The pastoral community has to share water from one source with their domestic animals a matter that has compromised health in the semi-arid region. According to the village elder of Marti village in Loita, Joel Ole Sunguya, women have to trek for 9 kilometers to fetch a 20 liter jerican of water. The village elder narrated that taking a bath is a challenge as scarcity of water has increased over the years. Ole Sunguya noted that their cattle and goats have to be driven for over ten kilometers to find water. He has since called on the government to assist the communities in having dams and borehole dug.
Vivian Nalidinayo narrated that fetching water has caused conflicts in families as men demand to know the whereabouts of their wives. Naldinayo expressed that they have to trek for several kilometers before lining up to fetch water from the stream. She said filling each jerican is time consuming each taking about 20 minutes.

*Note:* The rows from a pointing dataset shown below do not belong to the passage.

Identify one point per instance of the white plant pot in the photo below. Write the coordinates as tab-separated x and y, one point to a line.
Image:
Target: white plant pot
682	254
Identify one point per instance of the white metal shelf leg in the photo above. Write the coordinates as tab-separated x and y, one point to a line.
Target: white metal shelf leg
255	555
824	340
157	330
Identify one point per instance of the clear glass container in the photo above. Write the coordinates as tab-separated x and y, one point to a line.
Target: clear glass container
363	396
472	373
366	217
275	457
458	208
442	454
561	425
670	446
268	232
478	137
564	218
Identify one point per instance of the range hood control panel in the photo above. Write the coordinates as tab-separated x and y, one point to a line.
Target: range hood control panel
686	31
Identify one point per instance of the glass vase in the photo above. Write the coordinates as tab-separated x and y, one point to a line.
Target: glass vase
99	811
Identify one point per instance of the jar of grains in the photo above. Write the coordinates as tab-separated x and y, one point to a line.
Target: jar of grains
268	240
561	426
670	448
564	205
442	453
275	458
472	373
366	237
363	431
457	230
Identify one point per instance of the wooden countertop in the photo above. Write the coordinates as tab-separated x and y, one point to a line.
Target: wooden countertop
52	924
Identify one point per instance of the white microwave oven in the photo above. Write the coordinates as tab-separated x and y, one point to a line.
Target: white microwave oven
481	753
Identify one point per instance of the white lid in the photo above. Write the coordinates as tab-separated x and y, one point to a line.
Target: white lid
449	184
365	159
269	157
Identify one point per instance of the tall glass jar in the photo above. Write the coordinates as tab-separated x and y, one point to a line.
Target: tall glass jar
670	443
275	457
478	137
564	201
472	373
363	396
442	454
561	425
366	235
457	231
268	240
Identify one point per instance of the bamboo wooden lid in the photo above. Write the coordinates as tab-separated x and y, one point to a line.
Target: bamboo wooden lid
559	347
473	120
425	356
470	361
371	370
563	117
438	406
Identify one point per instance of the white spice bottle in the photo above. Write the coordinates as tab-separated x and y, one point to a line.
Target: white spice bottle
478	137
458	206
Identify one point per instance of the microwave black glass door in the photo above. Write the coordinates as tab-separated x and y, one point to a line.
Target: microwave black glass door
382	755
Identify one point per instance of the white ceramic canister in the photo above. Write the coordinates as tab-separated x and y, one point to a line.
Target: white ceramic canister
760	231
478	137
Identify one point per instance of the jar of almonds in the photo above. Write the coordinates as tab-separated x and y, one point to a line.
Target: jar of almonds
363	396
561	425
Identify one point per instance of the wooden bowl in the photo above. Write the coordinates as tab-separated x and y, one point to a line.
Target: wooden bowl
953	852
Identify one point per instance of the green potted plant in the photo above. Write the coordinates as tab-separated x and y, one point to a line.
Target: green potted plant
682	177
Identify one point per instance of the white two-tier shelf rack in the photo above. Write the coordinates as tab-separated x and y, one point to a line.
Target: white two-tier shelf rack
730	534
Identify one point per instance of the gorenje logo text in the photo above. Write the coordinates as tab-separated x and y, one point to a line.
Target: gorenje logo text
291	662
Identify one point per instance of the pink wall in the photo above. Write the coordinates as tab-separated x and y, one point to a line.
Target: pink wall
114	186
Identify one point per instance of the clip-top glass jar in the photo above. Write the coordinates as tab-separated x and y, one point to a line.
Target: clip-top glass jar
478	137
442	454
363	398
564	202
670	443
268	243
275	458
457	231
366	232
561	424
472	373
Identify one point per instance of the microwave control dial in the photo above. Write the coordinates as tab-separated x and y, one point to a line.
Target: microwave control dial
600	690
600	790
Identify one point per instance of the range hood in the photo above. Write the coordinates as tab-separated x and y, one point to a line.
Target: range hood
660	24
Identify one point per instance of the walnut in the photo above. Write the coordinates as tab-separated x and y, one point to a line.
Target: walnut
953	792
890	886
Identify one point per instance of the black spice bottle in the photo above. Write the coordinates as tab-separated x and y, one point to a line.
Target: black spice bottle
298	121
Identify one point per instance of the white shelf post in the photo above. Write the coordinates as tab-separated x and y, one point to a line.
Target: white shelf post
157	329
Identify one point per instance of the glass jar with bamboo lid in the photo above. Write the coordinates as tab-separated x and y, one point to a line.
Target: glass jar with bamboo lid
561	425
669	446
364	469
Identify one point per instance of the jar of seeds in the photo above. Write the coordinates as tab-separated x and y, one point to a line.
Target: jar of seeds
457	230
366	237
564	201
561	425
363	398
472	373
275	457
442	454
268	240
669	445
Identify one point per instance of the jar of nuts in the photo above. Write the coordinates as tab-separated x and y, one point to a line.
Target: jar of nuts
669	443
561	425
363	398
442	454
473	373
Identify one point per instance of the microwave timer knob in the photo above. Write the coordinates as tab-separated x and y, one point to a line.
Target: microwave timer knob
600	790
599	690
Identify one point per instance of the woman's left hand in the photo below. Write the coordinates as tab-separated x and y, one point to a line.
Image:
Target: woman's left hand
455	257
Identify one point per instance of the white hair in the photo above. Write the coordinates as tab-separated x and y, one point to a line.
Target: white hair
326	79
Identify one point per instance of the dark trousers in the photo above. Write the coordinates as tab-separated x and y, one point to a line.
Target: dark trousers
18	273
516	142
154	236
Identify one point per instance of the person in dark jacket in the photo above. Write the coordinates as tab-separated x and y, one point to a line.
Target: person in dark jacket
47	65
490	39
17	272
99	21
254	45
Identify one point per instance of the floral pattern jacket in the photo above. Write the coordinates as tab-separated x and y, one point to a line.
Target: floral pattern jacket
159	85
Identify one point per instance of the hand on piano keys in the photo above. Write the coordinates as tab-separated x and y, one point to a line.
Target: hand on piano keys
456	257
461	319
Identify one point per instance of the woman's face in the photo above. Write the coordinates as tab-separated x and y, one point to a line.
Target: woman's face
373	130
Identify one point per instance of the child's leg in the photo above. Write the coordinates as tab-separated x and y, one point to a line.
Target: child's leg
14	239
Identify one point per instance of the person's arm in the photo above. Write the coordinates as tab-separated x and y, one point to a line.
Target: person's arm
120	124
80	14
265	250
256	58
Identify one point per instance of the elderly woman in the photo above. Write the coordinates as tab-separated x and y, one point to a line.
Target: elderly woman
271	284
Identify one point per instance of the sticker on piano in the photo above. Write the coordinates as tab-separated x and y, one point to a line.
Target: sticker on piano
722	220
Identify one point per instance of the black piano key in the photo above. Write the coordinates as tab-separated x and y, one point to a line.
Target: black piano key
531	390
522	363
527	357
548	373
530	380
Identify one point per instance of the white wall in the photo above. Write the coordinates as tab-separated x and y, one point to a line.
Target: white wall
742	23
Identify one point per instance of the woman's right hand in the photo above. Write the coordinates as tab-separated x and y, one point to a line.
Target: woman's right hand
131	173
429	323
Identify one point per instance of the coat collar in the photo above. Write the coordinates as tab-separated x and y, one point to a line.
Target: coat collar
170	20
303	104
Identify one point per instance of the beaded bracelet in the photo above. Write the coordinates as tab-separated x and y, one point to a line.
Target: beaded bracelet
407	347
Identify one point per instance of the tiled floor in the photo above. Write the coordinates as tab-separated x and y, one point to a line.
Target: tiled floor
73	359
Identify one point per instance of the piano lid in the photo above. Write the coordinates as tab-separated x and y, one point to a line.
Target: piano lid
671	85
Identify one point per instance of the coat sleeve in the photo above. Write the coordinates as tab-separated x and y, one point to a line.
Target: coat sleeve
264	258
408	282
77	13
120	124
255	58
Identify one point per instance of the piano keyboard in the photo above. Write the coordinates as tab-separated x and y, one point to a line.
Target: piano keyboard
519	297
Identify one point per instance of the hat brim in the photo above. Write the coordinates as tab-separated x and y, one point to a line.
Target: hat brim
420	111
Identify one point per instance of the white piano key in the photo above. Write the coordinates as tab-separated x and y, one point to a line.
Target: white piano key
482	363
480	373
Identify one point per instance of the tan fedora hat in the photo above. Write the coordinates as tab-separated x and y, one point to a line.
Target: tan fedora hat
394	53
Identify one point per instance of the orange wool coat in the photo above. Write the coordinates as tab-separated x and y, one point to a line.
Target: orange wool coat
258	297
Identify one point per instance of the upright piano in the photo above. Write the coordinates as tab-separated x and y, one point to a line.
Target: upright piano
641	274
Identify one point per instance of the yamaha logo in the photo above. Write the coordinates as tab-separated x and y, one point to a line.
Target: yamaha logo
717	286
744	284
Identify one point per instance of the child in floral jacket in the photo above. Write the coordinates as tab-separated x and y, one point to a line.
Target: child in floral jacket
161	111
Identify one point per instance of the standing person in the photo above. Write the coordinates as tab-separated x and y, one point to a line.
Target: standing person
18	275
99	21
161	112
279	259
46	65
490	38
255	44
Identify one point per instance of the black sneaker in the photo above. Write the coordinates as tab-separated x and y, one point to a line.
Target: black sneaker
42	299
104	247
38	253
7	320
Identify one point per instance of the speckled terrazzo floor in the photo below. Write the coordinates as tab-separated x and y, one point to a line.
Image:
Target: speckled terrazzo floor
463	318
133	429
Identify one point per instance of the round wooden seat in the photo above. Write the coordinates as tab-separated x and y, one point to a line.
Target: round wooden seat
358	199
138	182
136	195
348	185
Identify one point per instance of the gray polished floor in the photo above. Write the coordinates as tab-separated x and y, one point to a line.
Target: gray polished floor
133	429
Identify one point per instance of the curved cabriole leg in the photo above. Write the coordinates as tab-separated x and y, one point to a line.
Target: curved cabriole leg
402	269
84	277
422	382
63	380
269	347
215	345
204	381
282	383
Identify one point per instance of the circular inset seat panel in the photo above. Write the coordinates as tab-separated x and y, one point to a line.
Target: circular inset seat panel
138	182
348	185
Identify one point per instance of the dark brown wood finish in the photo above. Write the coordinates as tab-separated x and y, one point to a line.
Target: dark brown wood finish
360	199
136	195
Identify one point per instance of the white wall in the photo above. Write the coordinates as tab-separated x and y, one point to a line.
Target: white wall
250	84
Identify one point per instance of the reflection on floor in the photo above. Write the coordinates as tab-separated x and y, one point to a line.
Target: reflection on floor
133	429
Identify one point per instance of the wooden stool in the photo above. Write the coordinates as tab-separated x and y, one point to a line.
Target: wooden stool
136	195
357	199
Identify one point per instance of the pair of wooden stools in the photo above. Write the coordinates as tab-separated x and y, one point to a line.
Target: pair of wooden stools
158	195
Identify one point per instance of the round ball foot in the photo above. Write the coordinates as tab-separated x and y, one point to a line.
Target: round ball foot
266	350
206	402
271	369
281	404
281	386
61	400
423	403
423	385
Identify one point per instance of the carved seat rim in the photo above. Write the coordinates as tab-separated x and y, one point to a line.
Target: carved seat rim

The mother of three narrated that men have become superstitious beating them up for getting home late after suspecting them of having affairs. She further noted that villagers have been suffering from diseases as the water is contaminated as it is shared with cattle and goats. However there is still hope that water will soon be available after Quipbank Trust limited in partnership with Narok County government has started construction of 300 dams in the next one year. The company plans to construct 50 dams in the next two months.
According to the commercial director at Quip Bank, John Mogire the 300 million projects has been motivated by the challenges that the community is currently facing. He said the area is also lucrative in agriculture and they are planning to introduce crop farming in the region. Locals have since welcomed the move to construct the dams as it will assist the families get the scarce commodity.